O número corresponde a 6,5% dos cerca de 701 mil presos no país, considerando os regimes fechado, semiaberto e aberto. Segundo dados do Ministério da Justiça e Segurança Pública, ao incluir outras modalidades de custódia, como a prisão domiciliar, a população carcerária brasileira chega a aproximadamente 937 mil pessoas.
Os números indicam uma redução em relação ao Natal de 2024, quando cerca de 52 mil presos foram beneficiados com a saída temporária — queda de 11,5% em um ano. A liberação em datas festivas tem duração de sete dias e, por esse motivo, os estados só deverão divulgar em janeiro o total de detentos que não retornaram aos presídios no prazo previsto.
São Paulo lidera o ranking de liberações temporárias. No estado, 31,8 mil presos deixaram as unidades prisionais, o que representa cerca de 15% da população carcerária paulista. Em 2024, o número foi semelhante, com 32,9 mil beneficiados.

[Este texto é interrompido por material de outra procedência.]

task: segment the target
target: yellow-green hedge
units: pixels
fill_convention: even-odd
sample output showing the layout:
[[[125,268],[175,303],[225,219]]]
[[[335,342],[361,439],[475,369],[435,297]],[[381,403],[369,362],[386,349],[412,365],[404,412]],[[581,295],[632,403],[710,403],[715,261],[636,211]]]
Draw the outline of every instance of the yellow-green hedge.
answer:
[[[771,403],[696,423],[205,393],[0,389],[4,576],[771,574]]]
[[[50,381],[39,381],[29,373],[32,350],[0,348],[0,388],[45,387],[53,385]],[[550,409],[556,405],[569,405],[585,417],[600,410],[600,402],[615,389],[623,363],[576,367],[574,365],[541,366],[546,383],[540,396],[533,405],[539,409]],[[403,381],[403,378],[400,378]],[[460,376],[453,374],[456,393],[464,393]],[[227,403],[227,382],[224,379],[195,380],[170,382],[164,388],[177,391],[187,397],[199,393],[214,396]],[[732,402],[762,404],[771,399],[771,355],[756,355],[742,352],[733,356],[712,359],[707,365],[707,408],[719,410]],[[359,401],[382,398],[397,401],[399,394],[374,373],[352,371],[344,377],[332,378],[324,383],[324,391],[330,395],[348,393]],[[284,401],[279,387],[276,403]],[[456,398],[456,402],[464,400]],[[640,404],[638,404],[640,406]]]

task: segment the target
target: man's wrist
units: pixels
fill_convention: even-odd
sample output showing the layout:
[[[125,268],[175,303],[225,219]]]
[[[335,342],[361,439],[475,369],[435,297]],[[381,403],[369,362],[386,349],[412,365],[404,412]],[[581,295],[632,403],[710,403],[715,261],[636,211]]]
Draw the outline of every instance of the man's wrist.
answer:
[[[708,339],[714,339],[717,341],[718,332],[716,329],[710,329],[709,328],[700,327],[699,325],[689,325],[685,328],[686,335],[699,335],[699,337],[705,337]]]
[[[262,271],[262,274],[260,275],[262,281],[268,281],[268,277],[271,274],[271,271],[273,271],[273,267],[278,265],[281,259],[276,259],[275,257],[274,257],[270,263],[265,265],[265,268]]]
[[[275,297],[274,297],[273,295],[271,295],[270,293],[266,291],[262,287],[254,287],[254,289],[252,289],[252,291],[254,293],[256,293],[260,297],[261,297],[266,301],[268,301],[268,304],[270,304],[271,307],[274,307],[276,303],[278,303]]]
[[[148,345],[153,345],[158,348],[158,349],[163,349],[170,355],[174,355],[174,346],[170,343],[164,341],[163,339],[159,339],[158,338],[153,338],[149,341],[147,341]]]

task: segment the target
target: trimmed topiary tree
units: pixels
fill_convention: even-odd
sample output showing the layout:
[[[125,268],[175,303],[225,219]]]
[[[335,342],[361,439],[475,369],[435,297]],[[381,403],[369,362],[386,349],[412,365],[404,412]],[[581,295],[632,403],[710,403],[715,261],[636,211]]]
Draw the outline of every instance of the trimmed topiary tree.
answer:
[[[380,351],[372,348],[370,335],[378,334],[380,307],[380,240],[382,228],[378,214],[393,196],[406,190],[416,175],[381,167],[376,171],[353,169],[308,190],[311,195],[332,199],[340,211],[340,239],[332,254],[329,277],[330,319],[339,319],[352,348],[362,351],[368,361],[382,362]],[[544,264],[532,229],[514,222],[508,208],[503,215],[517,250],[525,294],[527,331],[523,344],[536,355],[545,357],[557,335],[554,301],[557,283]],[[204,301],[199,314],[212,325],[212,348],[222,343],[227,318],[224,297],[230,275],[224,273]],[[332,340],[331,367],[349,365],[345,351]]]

Em outras unidades da federação, embora os números absolutos sejam menores, a proporção em relação ao total de presos permanece próxima. No Pará, 2,4 mil detentos receberam o benefício, o equivalente a 15% da população carcerária estadual. Já em Santa Catarina, 2,1 mil presos foram liberados, representando 7% do total de encarcerados.
Não houve concessão de saidinha nos estados do Acre, Alagoas, Amazonas, Goiás, Paraíba, Pernambuco e Rio Grande do Norte. Minas Gerais, Mato Grosso e Rio Grande do Sul não informaram os dados sobre liberações temporárias neste período.
Em maio de 2024, o Congresso Nacional aprovou o fim das saidinhas para visitas familiares ou atividades gerais de ressocialização. Com a nova legislação, o benefício passou a ser restrito apenas a presos que deixam as unidades prisionais para fins educacionais, como ensino médio, superior, supletivo ou cursos profissionalizantes.
Apesar da mudança na lei, o princípio constitucional da irretroatividade penal impede a aplicação da norma mais severa a crimes cometidos antes de sua entrada em vigor, conforme prevê o artigo 5º da Constituição Federal.